Ben Masters, a wildlife biologist and filmmaker, knows what’s at stake better than most. The lifelong Texan recently took a 3-month horse-and-canoe trip down 1,200 miles of the Rio Grande river that makes up the U.S.-Mexican border to document the natural scenery before a wall cuts off its viewshed entirely. Wildlife and the Wall, his new short film on the journey, debuted at Telluride Mountainfilm earlier this year.

“I was thinking some of the sights I saw might be the last time anyone ever saw them,” he says. If plans for the border wall actually go through, “these could be the last photos that exist of those landscapes before a 30-foot wall is obstructing them.” The topographical magnitude of the terrain comes across in the film, which juxtaposes gorgeous landscape shots with cheering, whooping crowds from the political rallies where President Trump pushed his border plan.

There’s little doubt that the impact of the border wall on wildlife would be severe. Last year, the Center for Biological Diversity released a study citing 93 endangered species that the wall would threaten. The head-ramming sheep in Masters’s film compete with other males for breeding rights in this region. Black bears, previously extirpated in West Texas, have naturally recolonized the U.S. side of the border, a rare feat for megafauna without human intervention. In addition to cutting off a crucial water source for all animals, the border wall would block any chance of future dispersal of these black bears and leave the small Texas population genetically isolated, unable to sustain itself.

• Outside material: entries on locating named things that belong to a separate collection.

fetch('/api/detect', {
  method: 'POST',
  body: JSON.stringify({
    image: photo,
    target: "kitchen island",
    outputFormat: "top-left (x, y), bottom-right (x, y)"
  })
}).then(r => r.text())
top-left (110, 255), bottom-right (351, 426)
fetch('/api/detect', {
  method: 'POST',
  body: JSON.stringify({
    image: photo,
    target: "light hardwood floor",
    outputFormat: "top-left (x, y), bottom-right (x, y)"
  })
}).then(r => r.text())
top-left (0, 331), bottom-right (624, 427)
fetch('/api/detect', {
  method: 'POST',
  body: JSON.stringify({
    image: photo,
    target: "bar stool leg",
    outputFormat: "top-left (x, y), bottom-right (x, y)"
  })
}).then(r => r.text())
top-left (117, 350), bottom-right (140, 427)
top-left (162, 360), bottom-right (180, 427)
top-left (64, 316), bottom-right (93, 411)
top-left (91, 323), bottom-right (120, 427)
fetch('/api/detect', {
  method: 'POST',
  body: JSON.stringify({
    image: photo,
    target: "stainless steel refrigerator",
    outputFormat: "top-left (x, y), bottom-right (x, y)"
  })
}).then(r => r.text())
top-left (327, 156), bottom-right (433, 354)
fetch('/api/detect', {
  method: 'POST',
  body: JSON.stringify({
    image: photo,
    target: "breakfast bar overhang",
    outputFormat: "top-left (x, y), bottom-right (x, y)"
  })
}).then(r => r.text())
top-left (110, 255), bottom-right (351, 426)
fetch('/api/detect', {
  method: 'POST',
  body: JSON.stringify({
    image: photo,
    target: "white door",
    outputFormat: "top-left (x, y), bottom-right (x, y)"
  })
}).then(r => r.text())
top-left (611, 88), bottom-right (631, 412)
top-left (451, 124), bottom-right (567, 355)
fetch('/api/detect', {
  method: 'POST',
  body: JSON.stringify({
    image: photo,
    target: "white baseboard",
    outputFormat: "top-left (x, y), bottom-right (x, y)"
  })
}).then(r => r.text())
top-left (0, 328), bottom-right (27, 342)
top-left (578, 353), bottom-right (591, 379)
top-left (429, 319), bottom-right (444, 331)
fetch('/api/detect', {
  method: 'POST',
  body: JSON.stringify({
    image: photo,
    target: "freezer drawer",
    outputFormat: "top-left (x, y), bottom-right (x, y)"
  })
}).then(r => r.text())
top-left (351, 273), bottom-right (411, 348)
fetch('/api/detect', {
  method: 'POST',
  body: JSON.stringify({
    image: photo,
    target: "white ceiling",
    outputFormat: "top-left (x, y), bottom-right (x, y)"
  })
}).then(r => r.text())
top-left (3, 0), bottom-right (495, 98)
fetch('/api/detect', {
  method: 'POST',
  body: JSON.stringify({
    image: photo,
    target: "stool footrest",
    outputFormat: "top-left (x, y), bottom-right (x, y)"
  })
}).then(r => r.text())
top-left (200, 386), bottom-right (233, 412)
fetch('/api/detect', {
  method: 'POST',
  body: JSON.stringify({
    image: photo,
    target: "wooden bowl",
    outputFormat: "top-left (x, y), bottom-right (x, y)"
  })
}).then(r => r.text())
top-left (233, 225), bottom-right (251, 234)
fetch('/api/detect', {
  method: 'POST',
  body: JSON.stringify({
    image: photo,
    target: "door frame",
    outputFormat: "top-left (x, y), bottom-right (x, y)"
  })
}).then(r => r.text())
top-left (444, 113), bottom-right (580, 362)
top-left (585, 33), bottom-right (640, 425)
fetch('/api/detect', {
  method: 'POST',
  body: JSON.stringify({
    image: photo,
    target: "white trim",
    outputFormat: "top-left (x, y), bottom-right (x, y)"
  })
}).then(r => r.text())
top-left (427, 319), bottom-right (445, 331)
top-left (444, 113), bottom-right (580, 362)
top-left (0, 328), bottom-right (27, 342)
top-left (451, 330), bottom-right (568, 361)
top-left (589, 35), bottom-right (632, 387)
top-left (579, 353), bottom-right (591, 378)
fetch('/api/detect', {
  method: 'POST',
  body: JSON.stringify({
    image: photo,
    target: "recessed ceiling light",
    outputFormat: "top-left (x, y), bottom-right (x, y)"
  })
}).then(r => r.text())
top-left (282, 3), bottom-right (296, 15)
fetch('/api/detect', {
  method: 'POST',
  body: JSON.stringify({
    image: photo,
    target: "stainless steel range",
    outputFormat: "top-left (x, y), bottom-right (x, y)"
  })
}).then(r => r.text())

“In the past, populations have only been separated by mountain ranges or changes in the oceans,” Masters says. “A thousand-mile wall would halt all terrestrial movement of life on a continental scale, which is almost unprecedented in human land use.”

Due to the rugged landscape, parts of the wall would have to be built several miles north of the actual border, leaving millions of acres of inaccessible no-man’s land within American territory. The Bentsen-Rio Grande Valley State Park is a destination for world-class birding, with more than 500 documented species ranging from Mexican ducks and blue-winged teals to more than a dozen varieties of kite and hawk. The planned wall would cut right through the heart of the reserve, disrupting both wildlife and human visitors

“I wish that everybody who wanted to build an actual, physical wall could come and see this place first, because I think that if they came and saw it, and realized what the wall would go through and what it would do, it would have a profound impact on their way of thinking,” Masters says toward the end of his film. And after seeing a snippet of the terrain that makes up the border, viewers may find it hard to disagree.